Our last few years in Dubai were financially difficult for us, and because of a whole bunch of reasons, we had to come back in an amnesty. So to get our butts back to the motherland, we had to have our expired visas cancelled by the authorities. The process for this was not complicated, but it was separate for men and women. So one fine morning, mom and I went to the immigration department in Dubai to get our visas cancelled.
Without meaning to be classist or full of myself, we didn’t fit the mould of the average defaulter. So basically when we were in line, we stood out like sore thumbs amongst the housemaids, gardeners, cleaners, and so on. We waited quietly in line, and I was holding passports clutched in my fist.
My passport was a modest 2 booklets, because I was only 19 at the time. Mom’s, on the other hand, had 4 booklets. Don’t even get me started on Dad’s passport. I was holding both passports together, when one of the surtas (cops) saw my hand and exclaimed loudly.
She called us up to the table, and asked with incredulity, “YOU two want amnesty?! And for God’s sake, HOW many of you are there?”
A little confused, I replied: “I have only two passports.”
She snorted: “These are just two passports? How long have you people lived here?”
Mom: “26 years.”
Her jaw literally dropped open. She halted the queue (hard to believe she was from UAE, she was behaving just like an Indian government official), and called her colleagues together.
They jabbered in Arabic for a while, examined the passports carefully. All I understood were the exclamations of astonishment. By this time, Mom and I were fighting to stay serious. The whole situation was ridiculous.
One of the cops turned to me and then said: “But you were born in Sharjah! You are a UAE national. Why the hell are you going back?”
We laughed, answered their questions and finished the formalities. It lightened up a considerably stressful day. We were guests in someone else’s country after all, nothing could change that.
Returning to India gave us peace. No visas, no hassles – as far as we were concerned. We settled down to our lives here. When my Dad moved to Goa, we followed, and after a long LONG time, the family was together again.
When I was in Pune, I heard a lot of nonsense about “Maharashtra for the Maharashtrians”. None of my contemporary Marathis subscribed to this philosophy. I figured they were uncouth and ridiculous people.

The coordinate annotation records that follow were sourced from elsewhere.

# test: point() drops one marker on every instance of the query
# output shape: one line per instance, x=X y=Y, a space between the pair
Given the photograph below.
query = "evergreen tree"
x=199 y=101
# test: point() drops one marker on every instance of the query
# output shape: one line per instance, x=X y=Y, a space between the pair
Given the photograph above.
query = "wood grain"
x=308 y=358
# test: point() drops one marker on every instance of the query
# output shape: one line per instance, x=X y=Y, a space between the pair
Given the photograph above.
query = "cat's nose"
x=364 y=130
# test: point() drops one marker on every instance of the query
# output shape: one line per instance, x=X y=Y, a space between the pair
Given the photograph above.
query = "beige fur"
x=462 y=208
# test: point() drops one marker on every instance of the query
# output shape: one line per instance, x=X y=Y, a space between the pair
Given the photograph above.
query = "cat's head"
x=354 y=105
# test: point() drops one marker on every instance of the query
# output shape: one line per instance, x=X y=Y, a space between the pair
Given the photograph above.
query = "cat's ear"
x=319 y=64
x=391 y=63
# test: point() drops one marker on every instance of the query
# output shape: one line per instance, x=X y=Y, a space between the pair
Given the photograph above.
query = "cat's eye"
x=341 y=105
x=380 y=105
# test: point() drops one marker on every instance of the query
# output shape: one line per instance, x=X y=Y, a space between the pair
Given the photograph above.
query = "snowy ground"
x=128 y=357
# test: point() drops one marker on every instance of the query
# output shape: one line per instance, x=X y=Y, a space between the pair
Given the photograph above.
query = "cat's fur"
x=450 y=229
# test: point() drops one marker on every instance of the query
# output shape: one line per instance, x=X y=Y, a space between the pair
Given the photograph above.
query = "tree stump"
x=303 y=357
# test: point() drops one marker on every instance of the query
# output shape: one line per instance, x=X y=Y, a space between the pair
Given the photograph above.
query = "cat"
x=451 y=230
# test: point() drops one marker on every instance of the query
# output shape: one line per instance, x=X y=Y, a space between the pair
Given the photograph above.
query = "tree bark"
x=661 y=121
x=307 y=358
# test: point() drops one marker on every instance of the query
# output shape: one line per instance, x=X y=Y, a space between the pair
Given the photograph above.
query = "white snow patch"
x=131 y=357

I visited Bangalore, where someone categorically told us that they wanted no more people to move to the state. WTF? (Just as an aside, I have Kannadiga blood in me too.)
But the worst was reserved for Goa. Up to this point, all this happened to OTHER people – at least in India. I still considered myself an Indian – after all, what choice do I have with my parentage?
Somebody in Goa called me a migrant. I was stunned. A migrant? Till I realised that the Goans don’t want us here. I considered settling down in Goa, but now I am completely against it. I don’t want to stay anywhere where I am not wanted.